The original case is that additional string columns are computed, but that is not possible for all rows.

So can the user "when using apply specify that some values are missing/not available?". In python the most natural would be to use None. In fact from_dict interprets None as missing (as I think it is natural). Example:

df = vx.from_dict({'col1':[None,'chr2']})
df['REF'] = df.apply(lambda c: c, arguments=[df.col1])
df

I get:

  #  col1    REF
  0  --      None
  1  chr2    chr2

(and also dtype is correctly computed for col1 as string) In conclusion I think apply should behave like from_dict for None values.

JovanVeljanoski commented 1 year ago

Do you agree that in both cases you should get a dtype object? Since in both cases you are mixing strings and None (None is it's own type NoneType). So if there is any bug.. it is that you do get a string where it should be object instead. I think in some cases we tried to protect users and convert to string when possible or appropriate. But this does not cover everything.

Ok so right now, it is not possible create missing values with vaex. If you want to exclude some rows, better to do create a boolean expression and filter by that.

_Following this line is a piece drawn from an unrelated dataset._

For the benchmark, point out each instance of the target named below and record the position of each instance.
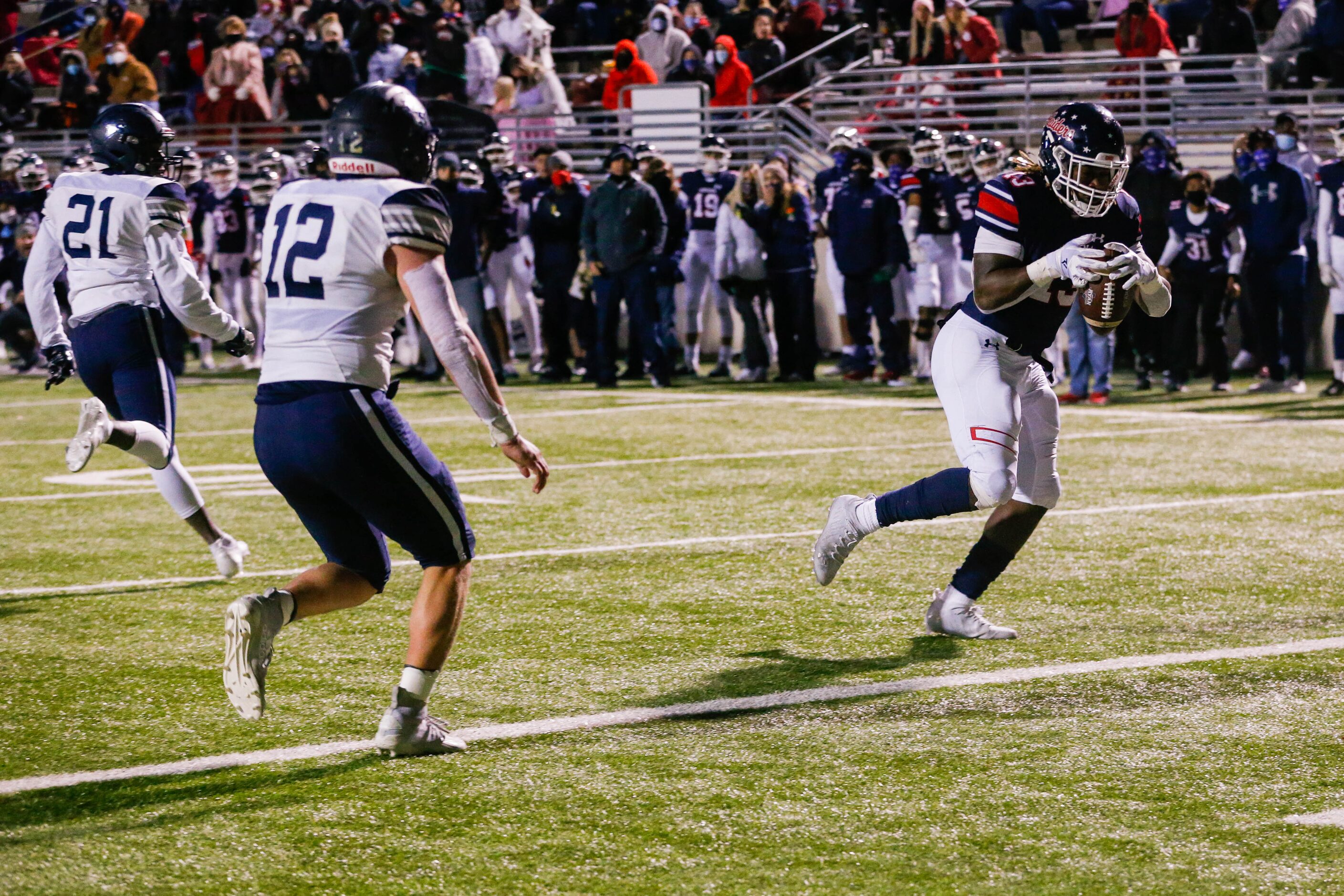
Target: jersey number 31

vladmihaisima commented 1 year ago

"You should get a dtype of object" => I understand now that this is the way it works now. Maybe a comment in the apply function return docstring (https://vaex.readthedocs.io/en/latest/api.html#vaex.dataframe.DataFrame.apply) should mention this expectation (the apply function should return only one of the supported types described at https://vaex.readthedocs.io/en/latest/guides/data_types.html#String-support-in-Vaex otherwise Object is used).

Just to be clear, I would prefer that "mixing strings and None" would (always) result in type string and missing values, like in the example at https://vaex.readthedocs.io/en/latest/guides/data_types.html#String-support-in-Vaex, where the dtype of column y is string.

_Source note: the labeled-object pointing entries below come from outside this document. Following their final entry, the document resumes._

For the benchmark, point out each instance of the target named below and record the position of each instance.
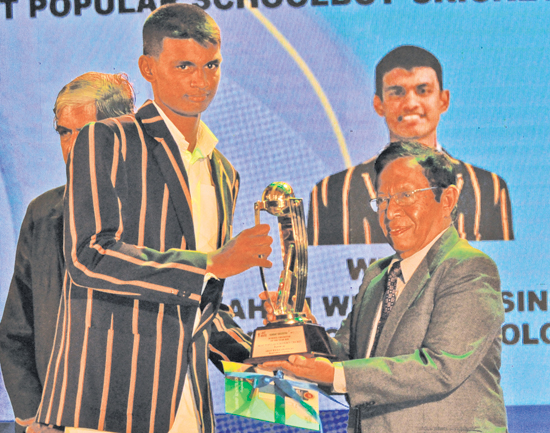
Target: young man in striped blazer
(411, 98)
(28, 324)
(148, 221)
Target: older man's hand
(319, 370)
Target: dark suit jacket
(124, 337)
(340, 212)
(28, 325)
(436, 366)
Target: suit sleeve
(324, 224)
(464, 326)
(98, 252)
(17, 355)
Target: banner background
(272, 126)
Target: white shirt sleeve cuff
(339, 383)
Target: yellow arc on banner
(310, 77)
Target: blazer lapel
(415, 286)
(167, 155)
(224, 197)
(369, 302)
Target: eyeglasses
(405, 198)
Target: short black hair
(438, 167)
(406, 57)
(178, 21)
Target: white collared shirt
(408, 268)
(205, 222)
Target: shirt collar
(206, 140)
(409, 265)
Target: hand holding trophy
(292, 332)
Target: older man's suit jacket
(340, 212)
(28, 324)
(436, 366)
(124, 338)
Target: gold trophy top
(278, 200)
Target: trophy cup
(291, 333)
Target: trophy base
(276, 342)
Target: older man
(420, 350)
(28, 324)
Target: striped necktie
(390, 296)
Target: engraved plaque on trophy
(291, 333)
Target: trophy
(291, 333)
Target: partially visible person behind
(28, 324)
(421, 349)
(148, 243)
(411, 98)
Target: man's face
(185, 76)
(70, 120)
(410, 228)
(412, 104)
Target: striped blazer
(340, 212)
(124, 337)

My use case implies normalising some data sets (some columns can be computed based on others) and dumping them for further processing, so filtering is not fitting (when chaining virtual columns with many other operations I stumbled across other bugs, plus some of the computations are compute intensive so would prefer to do them only once). I did some workarounds and it works for my case for now.

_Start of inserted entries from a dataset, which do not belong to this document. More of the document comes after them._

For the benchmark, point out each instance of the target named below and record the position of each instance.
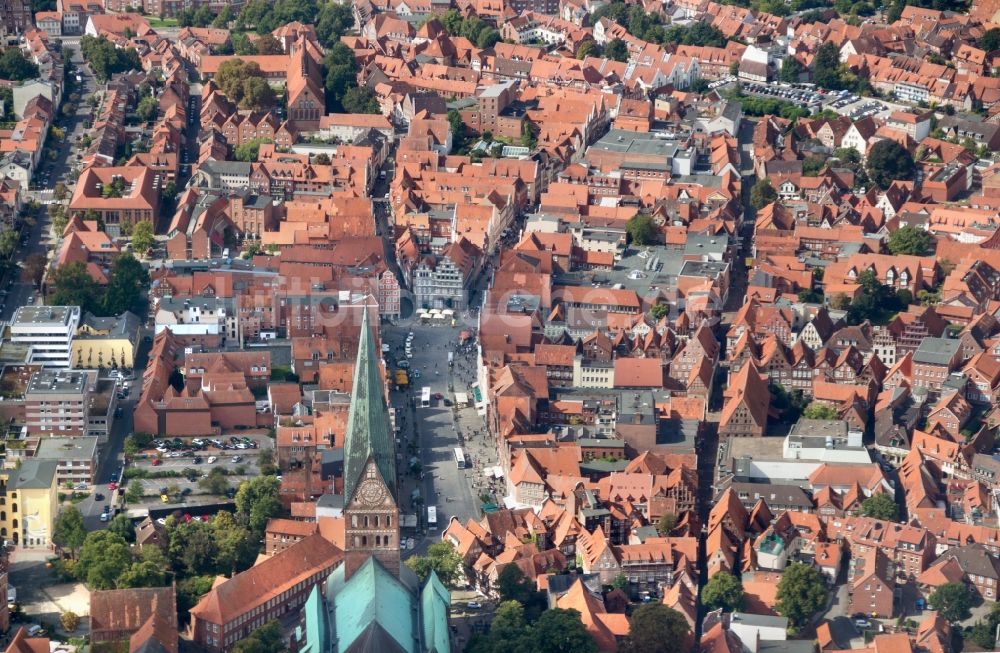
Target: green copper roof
(434, 601)
(374, 597)
(368, 432)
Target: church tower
(371, 509)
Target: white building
(48, 332)
(827, 441)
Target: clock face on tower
(371, 492)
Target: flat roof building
(57, 402)
(48, 331)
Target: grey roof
(226, 167)
(33, 475)
(975, 559)
(126, 324)
(759, 620)
(936, 351)
(774, 494)
(369, 435)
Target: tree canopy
(15, 67)
(656, 628)
(801, 593)
(68, 532)
(143, 237)
(880, 506)
(952, 601)
(249, 150)
(990, 40)
(442, 559)
(762, 193)
(888, 161)
(257, 501)
(555, 631)
(244, 83)
(876, 302)
(724, 591)
(910, 240)
(127, 287)
(819, 410)
(641, 229)
(105, 59)
(266, 639)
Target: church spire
(369, 435)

JovanVeljanoski commented 1 year ago

Ok, let's see if we can improve this, at least the docs if not the overall behavior. Thanks for the report!

Also, maybe this deserves a separate thread as not not take the discussion off-topic, but chaining of vaex virtual columns is not recommend. You should assign a new virtual column to a dataframe, and then do the next operation on it, and so on. @maartenbreddels can explain the reason for this far better than I. If issues still persist, we'd like to know about them :)

vladmihaisima commented 1 year ago

By chaining did not mean like function chaining (sorry for the confusion), but what you describe (creating more virtual columns and apply other operations and repeating that). I will try to isolate the more complex case as well and fill another bug... Thanks for the work on this great framework, makes life easier!